We were doing a little wondering about where we came from…or at least about the industry of which we’ve been a part for the last nearly 50 years. Its genesis — for our narrow little piece of it — began in the late 1930s.
Patrick Maitland was the 17th Earl of Lauderdale, by virtue of which he was also the clan chief of Clan Maitland. He went to Oxford in the early ‘30s…and then became a journalist, for an obscure diplomatic newsletter called The Fleet Street Letter. Thus, did he join the hallowed company of hacks, has-beens, and occasional maverick geniuses in the newsletter trade. We acquired the Fleet Street Letter in 1993. Lord Rees-Mogg, our long-time business partner, became its chairman. Back in the ‘30s… The heart of the matter Maitland saw the job of a newsletter then, as we do now, to get to the heart of the story…to reject the official propaganda and tell the truth in a way a mainstream rag cannot. And he did it by putting his own boots on the ground where there was most likely to be trouble.
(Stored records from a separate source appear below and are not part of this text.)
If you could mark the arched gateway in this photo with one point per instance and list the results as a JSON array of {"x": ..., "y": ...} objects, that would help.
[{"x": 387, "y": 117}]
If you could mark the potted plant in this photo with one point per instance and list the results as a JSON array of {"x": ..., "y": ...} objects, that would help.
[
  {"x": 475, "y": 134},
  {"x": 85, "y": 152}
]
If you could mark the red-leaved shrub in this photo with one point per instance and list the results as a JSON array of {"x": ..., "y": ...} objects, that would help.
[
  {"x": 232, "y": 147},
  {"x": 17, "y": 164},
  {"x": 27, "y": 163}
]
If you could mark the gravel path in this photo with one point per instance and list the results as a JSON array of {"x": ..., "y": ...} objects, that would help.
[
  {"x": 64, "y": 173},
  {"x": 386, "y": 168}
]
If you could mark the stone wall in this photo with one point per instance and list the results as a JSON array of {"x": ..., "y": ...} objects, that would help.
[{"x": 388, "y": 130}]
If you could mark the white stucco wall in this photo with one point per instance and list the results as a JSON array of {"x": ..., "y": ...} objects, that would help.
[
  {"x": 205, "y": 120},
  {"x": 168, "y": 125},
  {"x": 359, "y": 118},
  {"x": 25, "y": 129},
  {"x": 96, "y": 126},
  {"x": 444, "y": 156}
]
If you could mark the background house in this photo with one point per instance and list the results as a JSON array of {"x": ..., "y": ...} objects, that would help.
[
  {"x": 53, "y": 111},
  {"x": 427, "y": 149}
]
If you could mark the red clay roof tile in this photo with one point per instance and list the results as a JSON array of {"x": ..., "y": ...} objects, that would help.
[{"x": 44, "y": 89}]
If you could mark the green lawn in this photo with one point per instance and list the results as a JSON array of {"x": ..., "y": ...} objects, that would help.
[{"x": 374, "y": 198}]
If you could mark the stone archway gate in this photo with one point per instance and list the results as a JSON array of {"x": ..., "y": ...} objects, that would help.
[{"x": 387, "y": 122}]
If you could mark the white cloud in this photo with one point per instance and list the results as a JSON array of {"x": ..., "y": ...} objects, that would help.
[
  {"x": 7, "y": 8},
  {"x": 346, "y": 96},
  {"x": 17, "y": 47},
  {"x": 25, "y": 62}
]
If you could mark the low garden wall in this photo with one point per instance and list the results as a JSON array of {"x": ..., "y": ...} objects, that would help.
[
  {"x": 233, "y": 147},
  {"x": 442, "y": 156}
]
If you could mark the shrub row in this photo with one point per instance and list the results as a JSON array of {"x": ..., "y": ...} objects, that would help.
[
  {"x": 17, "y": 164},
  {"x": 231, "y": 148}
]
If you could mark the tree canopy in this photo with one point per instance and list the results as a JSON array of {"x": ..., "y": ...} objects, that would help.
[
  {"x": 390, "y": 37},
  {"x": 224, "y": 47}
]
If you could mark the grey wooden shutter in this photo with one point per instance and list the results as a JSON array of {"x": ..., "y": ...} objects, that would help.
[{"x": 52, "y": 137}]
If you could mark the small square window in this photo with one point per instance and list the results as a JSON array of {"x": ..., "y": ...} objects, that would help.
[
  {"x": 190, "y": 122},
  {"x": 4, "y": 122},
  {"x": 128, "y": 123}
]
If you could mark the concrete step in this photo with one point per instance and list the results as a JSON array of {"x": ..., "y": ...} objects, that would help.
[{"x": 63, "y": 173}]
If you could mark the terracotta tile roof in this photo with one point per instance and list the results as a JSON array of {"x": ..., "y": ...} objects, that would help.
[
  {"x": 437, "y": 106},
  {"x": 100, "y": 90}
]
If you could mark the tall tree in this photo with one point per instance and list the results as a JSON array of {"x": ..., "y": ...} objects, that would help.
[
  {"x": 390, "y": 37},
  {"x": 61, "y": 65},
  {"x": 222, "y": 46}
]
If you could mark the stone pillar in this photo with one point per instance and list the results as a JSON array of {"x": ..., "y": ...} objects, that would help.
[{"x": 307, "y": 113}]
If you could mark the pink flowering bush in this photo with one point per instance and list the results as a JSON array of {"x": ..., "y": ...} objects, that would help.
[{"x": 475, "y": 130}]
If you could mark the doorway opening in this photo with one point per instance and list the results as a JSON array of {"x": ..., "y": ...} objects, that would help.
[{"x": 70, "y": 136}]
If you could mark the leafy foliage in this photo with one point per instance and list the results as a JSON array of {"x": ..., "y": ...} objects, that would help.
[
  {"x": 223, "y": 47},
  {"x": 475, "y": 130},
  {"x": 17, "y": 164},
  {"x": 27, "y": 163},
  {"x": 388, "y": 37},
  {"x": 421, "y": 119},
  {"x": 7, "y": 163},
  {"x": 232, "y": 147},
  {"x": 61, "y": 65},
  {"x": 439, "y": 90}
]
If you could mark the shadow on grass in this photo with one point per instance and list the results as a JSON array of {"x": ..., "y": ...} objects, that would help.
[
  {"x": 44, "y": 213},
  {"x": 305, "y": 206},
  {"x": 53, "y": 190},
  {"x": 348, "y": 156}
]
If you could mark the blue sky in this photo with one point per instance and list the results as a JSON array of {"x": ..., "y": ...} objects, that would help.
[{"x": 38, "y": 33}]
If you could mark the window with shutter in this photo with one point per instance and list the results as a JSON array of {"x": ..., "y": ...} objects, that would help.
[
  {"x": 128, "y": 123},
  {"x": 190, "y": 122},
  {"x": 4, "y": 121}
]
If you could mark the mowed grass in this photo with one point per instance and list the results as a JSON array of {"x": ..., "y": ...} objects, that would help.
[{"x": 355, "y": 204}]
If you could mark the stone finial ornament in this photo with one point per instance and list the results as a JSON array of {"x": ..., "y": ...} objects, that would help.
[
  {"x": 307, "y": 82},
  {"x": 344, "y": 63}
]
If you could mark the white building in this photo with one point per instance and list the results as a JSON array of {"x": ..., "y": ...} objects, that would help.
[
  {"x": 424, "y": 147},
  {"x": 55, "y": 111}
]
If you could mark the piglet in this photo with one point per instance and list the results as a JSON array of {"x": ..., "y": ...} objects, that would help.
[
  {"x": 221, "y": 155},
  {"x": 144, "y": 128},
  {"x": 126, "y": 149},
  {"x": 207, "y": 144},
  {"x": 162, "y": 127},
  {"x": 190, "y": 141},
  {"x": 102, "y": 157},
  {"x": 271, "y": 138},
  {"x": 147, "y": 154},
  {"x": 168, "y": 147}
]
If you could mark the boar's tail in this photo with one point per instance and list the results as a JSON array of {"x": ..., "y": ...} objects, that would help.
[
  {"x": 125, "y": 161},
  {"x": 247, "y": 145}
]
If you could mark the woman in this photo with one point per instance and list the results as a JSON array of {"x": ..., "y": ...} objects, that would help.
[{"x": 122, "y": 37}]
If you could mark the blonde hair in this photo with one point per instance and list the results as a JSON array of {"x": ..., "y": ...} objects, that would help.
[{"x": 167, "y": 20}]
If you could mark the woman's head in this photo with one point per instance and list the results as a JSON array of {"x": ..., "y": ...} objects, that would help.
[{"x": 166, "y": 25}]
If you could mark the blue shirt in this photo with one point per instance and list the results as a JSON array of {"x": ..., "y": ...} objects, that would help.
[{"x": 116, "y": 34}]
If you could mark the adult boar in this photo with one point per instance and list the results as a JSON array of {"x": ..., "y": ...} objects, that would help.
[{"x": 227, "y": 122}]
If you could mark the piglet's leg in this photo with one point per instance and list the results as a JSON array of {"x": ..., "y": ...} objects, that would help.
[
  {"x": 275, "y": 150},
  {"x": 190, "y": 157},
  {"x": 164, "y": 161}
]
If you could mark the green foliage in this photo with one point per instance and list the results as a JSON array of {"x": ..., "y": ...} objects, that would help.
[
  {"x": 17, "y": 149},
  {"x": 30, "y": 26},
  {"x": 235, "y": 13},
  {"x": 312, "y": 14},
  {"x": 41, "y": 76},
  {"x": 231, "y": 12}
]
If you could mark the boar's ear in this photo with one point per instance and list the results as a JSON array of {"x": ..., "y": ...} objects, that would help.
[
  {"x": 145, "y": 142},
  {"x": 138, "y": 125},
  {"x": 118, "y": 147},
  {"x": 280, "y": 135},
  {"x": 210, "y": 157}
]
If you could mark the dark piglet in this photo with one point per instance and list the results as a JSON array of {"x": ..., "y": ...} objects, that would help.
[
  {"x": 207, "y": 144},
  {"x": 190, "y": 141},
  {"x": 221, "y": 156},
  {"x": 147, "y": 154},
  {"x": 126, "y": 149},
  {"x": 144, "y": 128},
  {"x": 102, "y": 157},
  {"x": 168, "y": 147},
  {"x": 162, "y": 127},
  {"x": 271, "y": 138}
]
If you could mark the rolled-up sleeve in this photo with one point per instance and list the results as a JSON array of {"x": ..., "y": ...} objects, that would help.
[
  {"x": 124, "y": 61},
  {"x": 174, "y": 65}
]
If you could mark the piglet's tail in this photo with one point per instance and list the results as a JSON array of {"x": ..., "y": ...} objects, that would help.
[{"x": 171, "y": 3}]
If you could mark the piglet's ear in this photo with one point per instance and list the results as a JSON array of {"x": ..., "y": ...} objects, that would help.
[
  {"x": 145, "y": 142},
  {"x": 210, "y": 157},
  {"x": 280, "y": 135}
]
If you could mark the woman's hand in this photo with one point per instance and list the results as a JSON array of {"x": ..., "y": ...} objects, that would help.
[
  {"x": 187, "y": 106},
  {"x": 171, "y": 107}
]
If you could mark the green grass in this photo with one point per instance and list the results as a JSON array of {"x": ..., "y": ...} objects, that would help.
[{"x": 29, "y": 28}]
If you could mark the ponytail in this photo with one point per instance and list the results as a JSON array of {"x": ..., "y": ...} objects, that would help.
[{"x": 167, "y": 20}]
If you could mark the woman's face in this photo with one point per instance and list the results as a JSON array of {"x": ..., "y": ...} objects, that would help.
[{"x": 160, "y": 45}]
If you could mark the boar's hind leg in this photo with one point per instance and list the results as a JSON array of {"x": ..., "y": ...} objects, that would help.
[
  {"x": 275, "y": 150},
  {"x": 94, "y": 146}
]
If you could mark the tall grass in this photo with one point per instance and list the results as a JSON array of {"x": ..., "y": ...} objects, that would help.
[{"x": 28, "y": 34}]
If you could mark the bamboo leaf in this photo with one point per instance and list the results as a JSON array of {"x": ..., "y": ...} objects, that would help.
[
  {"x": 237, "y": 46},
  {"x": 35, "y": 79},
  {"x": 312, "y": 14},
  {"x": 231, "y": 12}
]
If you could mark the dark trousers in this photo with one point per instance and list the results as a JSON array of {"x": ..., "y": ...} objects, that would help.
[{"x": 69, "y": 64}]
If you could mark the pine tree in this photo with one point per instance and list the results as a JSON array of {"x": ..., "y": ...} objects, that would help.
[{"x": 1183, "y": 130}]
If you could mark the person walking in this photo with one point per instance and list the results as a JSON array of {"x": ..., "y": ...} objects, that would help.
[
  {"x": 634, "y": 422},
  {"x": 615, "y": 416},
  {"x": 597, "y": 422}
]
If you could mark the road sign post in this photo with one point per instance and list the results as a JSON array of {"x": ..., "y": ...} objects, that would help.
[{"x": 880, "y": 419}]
In the mid-‘30s, Germany, Italy, and Japan were ‘gunning up’. Their leaders wore uniforms, held mass rallies, excited the masses, and styled themselves as masters of war. But when Neville Chamberlain came back from Munich and reported that there would be ‘peace in our time’, Mailtand had his doubts. He decided to find out for himself. He went to Italy. He watched. He listened. And when he returned to London, he reported that ‘peace’ was an illusion; Mussolini wanted war. Britain needed to get ready for it.
He was, of course, right. The mainstream press relies on advertising. And advertisers want the imprimatur of a mainstream publication. After all, if you see it advertised in The New York Times, it must be legit! Mainstream publications aim to keep both advertisers and readers happy by sticking with storylines that don’t challenge them or irritate them. Readers get what they want…what they expect…and what the paper wants them to have. Today’s New York Times, for example, passes along the elite, government line as news. ‘The Biden Administration did this…’, ‘Secretary of State Blinken said that…’ etc.
Over on the editorial pages, columnists and cheerleaders explain why the elite view is correct and why opponents are silly, evil, or stupid. Readers, with no alternative source of facts or opinions, fall in behind their thought leaders.
Newsletters, on the other hand, are written for the few, not the many. They do not attempt to please advertisers; they have none. Instead, they present contrarian, alternative views…often views that make readers uncomfortable. They dig a little deeper…turn over rocks to see the slimy things beneath…and try to help readers understand what is really going on.
The power and the glory Maitland scored another big coup…a ‘scoop’ as they say in journalism…after the Second World War. The US had demonstrated its devastating atomic bomb, kept under close guard. No other nation had it. But in 1950, Maitland was among the first to report that the Soviet Union had a working model. This was a big story. How did Maitland find out? We don’t know, but here’s a hint: he hired a very special journalist — this one from Cambridge — Kim Philby.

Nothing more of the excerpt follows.